A SCOTTISH entrepreneur is trying to turn the cycling industry on its head with a start-up that puts convenience at the heart of its services.

Simon Bone found he had always struggled to find time to get to the bike shop, mostly because they were only opened during normal hours.

That left only weekends and holidays – the very time he wanted to be out and about on his bike.

The restricted opening hours coupled with a growing demand for bike servicing resulted in longer waiting times, leaving him without his wheels for, on some occasions, weeks at a time.

His response was the launch of BikeUp – an online platform that allows cyclists to book their machines for collection, remote servicing and delivery.

“It’s a very traditional model of delivery,” said Bone. “Finding the time to get the bike to the shop for that much needed service can be difficult, especially when you are juggling family and work commitments.
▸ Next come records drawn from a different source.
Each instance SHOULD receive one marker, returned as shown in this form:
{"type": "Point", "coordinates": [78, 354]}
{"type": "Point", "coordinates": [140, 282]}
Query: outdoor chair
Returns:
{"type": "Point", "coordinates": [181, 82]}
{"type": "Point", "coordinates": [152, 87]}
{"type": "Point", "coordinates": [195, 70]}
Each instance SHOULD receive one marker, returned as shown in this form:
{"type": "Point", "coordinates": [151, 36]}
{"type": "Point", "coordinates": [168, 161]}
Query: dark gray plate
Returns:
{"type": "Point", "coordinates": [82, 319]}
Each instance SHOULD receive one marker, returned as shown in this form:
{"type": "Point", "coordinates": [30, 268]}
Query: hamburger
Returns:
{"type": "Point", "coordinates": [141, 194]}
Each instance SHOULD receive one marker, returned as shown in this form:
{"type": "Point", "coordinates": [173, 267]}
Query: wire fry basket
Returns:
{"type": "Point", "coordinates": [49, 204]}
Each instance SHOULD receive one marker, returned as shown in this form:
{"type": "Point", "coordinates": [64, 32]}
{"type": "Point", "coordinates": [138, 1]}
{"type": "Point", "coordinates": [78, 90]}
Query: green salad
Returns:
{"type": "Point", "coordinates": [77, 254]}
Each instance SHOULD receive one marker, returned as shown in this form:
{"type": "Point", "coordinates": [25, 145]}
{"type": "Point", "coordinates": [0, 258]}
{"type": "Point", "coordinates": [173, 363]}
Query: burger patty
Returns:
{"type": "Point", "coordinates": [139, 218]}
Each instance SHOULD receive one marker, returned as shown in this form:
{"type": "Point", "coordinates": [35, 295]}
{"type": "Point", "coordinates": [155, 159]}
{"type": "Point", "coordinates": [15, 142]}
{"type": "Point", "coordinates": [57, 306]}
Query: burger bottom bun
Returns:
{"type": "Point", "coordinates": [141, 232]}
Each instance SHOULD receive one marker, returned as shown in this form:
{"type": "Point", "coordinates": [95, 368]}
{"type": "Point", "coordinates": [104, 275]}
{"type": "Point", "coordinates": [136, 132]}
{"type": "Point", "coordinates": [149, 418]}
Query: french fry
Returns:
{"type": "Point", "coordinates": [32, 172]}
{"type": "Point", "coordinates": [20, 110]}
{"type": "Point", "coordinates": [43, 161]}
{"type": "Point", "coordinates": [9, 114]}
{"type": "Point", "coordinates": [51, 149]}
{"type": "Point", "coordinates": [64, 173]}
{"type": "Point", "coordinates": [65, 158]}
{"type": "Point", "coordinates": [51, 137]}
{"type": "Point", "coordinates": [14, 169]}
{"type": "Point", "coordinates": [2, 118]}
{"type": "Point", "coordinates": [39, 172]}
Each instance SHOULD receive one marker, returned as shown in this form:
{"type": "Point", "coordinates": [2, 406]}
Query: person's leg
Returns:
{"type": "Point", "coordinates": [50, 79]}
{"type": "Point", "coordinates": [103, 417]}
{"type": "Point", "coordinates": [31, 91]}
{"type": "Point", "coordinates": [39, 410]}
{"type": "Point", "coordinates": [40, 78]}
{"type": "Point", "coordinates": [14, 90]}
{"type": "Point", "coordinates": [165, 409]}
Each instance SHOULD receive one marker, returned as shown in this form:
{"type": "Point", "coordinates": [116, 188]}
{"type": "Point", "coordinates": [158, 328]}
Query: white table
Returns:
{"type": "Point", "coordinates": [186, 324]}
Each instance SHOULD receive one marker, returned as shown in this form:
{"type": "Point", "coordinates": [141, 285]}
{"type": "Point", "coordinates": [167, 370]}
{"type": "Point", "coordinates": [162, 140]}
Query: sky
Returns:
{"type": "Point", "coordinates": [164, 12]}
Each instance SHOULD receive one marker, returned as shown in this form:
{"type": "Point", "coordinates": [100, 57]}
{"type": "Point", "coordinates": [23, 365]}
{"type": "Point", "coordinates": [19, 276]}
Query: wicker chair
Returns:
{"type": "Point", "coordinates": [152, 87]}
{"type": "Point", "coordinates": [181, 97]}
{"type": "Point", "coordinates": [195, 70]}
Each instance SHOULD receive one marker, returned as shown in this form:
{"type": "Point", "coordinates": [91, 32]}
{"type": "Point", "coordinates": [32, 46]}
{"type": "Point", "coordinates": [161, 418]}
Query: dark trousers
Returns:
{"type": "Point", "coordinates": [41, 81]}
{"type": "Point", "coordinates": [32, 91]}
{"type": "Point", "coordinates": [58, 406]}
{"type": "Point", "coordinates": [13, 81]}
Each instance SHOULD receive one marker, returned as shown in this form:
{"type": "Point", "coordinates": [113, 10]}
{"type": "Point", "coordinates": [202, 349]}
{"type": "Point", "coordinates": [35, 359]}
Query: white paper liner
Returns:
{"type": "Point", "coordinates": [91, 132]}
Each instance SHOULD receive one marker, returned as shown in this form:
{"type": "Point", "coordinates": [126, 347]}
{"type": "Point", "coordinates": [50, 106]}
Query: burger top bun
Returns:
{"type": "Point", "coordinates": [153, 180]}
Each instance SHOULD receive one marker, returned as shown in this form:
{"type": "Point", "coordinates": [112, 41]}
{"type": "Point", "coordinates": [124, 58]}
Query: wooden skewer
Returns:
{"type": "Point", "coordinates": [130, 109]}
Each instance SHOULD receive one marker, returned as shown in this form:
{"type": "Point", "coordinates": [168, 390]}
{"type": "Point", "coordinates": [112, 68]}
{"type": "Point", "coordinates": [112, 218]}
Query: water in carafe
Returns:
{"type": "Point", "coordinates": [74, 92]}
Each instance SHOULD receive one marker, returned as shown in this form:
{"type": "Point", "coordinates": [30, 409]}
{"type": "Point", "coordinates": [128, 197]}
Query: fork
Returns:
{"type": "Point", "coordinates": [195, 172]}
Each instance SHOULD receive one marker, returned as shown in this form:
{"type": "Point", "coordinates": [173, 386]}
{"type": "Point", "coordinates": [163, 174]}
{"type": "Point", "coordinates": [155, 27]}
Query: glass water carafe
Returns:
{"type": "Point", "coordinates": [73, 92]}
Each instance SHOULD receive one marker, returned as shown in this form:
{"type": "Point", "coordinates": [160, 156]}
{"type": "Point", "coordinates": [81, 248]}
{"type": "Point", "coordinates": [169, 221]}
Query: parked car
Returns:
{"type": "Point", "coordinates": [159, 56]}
“I want to support my local bike shop – and so does almost every other cyclist I talk to – but it’s really hard to do so when the shops aren’t open when I’m free.”

Bone decided to build a better service through the use of technology and, last year, he got together with Glasgow-based development agency Digital Impact, where he started to plan, design and eventually build BikeUp.

Its fully automated website allows customers to book a convenient time and location for their bikes to be collected, and BikeUp’s drivers and professional bike mechanics do the rest.

Payment is made through a secure online service, but only once the servicing work has been started.

When the service is complete, BikeUp delivers the bike back to the customer’s home or work at a convenient time.

Bone said he was delighted with the initial response to BikeUp.

“We launched BikeUp at the Scottish Cycling, Running and Outdoor Pursuits Show earlier this year and the response was amazing,” he said.

“I had cyclist after cyclist telling me they had experienced the same problem as me. That was when I knew that the cycling community wanted BikeUp.”

Since its launch, Bone has continued to grow the business, buoyed by outstanding repeat business, corporate contracts in Glasgow and word-of-mouth referrals.

And he sees huge opportunities for future growth: “Cycling participation in the UK has exploded in recent years, and we only expect this to increase due to government initiatives such as the Cycle to Work scheme and cycling infrastructure investment.”

However, he said this was just the start. He is currently working on a plan to scale the business by packaging BikeUp as a platform that local bike shops and mechanics can use to augment their existing services, similar to sharing-economy businesses such as Deliveroo and Laundrapp.

“We don’t consider existing bike shops to be our competitors,” he said.

“We’ve developed a digital platform and logistics operation that existing bike shops and independent mechanics can utilise in order to grow their customer base.

“And the great thing is, customers benefit from the convenience whilst continuing to support their local bike shop.”